Unfortunately, these segments are not often seen as a security control and so all traffic is free to flow unchecked across all zones.
Again, in the context of the WannaCry outbreak, with segmentation in place, access-control policies could have been deployed at segment boundary points to block the traffic associated with the spread of the malware. Having flow records enabled, it would have been possible to identify flows into and out of these segments, and to highlight expected – and unexpected – flows between groups of devices.
Building enforcement policies between the segments to limit traffic flows to only those identified will greatly increase cyber resilience. Trusts should start with relatively open policies to avoid accidental service disruption, but can strengthen them over time.
In short, improvements in visibility and control can often be achieved through simple configuration of existing network assets. By narrowing the focus to preventing an outbreak, an IT security investment strategy becomes akin to simply building a higher wall. This is not the answer. History continues to demonstrate that our adversaries are highly skilled at building longer ladders. Through the use of the network to improve visibility and control, however, NHS organisations can reduce the impact of future cyber incidents through more rapid identification and containment of the threat.
Mark Jackson is principal information assurance architect at Cisco.
27 June 2017 @ 13:14
It should be almost impossible (barring an apocalyptic event) for every single system to be offline and workstations rendered unusable.

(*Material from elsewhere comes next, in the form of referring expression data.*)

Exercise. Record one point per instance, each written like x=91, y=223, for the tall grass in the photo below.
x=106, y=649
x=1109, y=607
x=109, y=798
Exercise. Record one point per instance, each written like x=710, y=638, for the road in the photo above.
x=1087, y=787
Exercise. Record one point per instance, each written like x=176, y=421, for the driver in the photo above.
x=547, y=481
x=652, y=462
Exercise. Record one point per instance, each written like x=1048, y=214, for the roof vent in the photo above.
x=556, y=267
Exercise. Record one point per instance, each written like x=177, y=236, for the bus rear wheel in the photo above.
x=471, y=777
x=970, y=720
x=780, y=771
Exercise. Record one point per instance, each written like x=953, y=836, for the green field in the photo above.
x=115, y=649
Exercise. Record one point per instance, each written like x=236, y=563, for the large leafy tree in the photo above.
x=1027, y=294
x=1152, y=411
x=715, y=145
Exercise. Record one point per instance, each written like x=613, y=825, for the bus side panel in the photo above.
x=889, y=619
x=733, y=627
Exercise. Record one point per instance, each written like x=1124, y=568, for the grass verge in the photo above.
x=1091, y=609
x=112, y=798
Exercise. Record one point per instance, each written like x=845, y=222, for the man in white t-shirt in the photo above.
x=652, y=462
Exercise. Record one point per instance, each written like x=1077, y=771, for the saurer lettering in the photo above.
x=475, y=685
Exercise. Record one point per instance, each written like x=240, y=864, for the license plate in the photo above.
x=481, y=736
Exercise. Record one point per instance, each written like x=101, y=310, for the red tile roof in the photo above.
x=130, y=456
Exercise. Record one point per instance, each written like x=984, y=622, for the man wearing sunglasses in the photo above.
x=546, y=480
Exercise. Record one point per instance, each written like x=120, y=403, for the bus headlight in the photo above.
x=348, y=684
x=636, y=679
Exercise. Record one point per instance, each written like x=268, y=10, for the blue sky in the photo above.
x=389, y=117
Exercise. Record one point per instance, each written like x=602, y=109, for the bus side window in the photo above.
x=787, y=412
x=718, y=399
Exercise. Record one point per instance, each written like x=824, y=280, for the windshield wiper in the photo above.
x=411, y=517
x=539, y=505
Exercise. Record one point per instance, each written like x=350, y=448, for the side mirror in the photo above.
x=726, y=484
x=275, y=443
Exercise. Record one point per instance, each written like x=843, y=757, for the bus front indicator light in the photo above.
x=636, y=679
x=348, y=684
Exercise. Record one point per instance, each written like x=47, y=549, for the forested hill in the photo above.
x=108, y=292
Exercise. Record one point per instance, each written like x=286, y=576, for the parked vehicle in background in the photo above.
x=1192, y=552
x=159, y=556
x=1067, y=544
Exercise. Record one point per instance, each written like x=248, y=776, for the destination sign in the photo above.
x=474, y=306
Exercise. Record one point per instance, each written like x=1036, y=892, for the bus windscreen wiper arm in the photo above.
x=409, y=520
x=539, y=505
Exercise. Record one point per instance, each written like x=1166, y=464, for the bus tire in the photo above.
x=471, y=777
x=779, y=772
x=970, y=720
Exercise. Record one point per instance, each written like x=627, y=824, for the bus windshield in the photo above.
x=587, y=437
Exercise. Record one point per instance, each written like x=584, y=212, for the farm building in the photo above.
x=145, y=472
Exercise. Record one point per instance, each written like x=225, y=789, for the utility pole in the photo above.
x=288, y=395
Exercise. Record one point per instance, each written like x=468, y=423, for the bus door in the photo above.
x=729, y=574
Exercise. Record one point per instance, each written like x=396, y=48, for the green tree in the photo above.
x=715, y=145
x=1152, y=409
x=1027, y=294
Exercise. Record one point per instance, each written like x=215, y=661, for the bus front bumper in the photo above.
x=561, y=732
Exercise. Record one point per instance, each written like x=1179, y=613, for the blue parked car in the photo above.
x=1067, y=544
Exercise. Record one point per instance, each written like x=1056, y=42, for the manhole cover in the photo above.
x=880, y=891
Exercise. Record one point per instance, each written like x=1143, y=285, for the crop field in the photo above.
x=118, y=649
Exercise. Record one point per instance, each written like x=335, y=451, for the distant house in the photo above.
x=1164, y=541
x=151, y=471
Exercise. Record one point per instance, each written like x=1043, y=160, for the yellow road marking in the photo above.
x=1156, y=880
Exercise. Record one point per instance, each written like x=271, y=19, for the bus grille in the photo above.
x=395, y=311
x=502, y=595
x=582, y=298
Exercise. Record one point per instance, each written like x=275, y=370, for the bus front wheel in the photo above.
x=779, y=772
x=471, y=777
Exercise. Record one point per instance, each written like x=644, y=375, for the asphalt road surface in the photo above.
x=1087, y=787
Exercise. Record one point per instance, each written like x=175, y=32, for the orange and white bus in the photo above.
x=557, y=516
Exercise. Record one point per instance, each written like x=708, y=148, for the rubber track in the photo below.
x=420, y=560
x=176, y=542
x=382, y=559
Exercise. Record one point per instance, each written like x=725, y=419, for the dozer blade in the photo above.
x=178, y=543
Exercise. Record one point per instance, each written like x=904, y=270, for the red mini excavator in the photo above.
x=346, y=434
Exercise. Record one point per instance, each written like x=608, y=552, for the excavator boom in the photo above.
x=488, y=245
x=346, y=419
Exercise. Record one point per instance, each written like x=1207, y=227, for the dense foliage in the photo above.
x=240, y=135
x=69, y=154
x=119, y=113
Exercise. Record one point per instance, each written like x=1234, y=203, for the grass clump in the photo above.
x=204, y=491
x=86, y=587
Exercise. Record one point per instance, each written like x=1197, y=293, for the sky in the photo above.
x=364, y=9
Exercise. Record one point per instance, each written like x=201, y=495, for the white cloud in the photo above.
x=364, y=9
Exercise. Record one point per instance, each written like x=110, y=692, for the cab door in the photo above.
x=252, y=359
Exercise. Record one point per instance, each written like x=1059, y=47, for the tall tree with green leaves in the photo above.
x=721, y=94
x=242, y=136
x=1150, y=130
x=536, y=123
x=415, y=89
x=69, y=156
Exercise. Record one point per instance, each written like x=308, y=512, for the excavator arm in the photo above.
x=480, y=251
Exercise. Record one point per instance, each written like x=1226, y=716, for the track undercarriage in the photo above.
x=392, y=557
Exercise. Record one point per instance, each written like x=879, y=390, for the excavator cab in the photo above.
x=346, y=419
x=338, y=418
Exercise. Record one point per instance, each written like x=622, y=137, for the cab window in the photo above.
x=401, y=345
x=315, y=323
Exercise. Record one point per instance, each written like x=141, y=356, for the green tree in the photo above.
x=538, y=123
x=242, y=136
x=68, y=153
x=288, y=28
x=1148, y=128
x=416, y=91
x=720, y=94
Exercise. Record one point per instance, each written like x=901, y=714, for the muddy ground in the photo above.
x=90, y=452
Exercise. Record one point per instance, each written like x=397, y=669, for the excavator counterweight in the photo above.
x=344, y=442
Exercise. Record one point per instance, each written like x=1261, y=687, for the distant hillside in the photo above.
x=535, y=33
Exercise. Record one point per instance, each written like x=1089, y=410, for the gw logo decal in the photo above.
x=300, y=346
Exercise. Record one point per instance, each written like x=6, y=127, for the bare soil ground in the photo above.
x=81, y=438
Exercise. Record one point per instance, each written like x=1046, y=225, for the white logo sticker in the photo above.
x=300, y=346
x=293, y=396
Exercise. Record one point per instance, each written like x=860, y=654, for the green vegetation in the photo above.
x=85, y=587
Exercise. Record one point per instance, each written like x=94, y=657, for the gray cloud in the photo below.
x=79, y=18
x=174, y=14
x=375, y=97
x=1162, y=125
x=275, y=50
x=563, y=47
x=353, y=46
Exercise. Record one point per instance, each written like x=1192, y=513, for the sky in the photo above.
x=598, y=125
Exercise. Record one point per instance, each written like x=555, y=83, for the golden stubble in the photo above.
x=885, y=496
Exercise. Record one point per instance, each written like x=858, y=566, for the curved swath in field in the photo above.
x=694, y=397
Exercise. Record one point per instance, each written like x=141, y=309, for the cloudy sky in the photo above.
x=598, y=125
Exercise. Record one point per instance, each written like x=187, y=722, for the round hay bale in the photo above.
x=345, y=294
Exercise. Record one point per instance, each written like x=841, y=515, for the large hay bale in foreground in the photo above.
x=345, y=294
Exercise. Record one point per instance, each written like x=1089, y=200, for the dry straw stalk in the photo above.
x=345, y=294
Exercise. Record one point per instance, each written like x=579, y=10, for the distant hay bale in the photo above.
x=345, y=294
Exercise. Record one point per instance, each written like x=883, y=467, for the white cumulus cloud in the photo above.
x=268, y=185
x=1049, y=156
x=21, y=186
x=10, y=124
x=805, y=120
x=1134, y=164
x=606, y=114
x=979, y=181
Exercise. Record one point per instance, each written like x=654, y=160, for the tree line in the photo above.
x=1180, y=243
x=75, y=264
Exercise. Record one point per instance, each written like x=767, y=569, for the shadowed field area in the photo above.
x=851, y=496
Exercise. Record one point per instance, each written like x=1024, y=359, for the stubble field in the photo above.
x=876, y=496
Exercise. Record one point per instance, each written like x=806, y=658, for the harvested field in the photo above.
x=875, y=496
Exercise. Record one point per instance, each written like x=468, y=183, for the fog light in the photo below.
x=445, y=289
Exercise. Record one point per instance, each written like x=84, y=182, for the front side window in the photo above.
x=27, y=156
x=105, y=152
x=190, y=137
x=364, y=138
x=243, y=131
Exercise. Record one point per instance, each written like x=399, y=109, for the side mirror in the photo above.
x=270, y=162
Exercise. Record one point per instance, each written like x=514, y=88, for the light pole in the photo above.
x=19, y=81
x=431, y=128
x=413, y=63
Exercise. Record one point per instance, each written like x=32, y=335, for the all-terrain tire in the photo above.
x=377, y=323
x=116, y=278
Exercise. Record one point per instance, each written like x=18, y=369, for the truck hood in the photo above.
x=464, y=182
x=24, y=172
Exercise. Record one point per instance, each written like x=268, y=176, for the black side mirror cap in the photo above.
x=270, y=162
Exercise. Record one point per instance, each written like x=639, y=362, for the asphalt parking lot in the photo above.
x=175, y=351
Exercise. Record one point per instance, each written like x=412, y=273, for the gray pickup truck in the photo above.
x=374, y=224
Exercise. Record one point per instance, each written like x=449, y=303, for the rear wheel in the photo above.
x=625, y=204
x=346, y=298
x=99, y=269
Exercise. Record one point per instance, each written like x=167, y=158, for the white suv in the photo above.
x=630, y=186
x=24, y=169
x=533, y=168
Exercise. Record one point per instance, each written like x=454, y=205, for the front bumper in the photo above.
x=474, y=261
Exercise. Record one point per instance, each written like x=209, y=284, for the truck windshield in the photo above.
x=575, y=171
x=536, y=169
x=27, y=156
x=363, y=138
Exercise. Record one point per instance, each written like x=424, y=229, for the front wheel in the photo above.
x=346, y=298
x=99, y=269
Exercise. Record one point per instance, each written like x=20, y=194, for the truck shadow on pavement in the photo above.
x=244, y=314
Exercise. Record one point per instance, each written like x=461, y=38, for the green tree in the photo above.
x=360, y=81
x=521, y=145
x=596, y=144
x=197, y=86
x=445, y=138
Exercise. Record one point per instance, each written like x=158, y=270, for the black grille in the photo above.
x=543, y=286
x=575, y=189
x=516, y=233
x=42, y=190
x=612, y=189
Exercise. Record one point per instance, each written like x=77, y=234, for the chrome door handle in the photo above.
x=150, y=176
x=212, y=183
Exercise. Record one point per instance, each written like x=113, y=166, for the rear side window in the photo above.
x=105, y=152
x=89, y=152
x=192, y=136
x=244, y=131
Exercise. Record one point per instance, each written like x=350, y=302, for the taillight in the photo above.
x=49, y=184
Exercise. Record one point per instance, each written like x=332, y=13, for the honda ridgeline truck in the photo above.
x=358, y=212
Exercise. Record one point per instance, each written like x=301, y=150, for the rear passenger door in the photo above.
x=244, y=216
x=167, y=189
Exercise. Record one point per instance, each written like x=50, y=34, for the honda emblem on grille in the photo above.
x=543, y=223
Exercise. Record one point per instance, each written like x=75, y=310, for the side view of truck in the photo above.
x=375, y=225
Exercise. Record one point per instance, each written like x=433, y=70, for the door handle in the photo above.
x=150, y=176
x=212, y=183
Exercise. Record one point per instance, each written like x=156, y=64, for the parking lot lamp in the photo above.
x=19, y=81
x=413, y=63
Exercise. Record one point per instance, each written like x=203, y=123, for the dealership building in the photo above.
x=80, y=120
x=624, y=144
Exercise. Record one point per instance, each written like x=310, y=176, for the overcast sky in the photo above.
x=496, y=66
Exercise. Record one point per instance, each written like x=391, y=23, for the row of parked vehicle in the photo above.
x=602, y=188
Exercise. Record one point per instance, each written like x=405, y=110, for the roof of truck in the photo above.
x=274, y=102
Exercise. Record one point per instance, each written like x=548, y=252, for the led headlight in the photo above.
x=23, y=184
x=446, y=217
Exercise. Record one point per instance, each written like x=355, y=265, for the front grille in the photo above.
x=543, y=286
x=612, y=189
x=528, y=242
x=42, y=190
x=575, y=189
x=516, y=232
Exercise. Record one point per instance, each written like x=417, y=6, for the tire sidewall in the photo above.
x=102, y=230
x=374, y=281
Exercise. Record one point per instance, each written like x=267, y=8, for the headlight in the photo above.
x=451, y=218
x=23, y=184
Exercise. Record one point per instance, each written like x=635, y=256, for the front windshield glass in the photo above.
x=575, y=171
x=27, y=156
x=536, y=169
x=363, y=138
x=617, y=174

Yet this is precisely what happened as part of routine maintenance at a hospital I had to deal with. They resorted to handwritten notes and post!
23 June 2017 @ 15:21
Useful article Mark.
Resilience based frameworks – for example RESILIA – offer a much better approach than those that purely focus on prevention and detection – in most other areas of NHS resilience (e.g. major incident planning) you would assume that something will go wrong at some time and develop your approach around this – this requires a broader view of IS and to me, further cements the need for Boards to ensure that they plan for cyber threats with the same rigour that they would for other civil contingency threats.
26 June 2017 @ 11:48
@Peter – thanks for the comment. I think you hit on exactly the crux of the issue. That is that the NHS is a hugely resilient organisation in the clinical sense. What we need to see is the same level of board ownership and thinking applied to the ICT function. Of course, this will inevitably come with a price tag attached but the level of clinical risk associated with a major long-term ICT outage should hopefully justify the necessary spend in this area.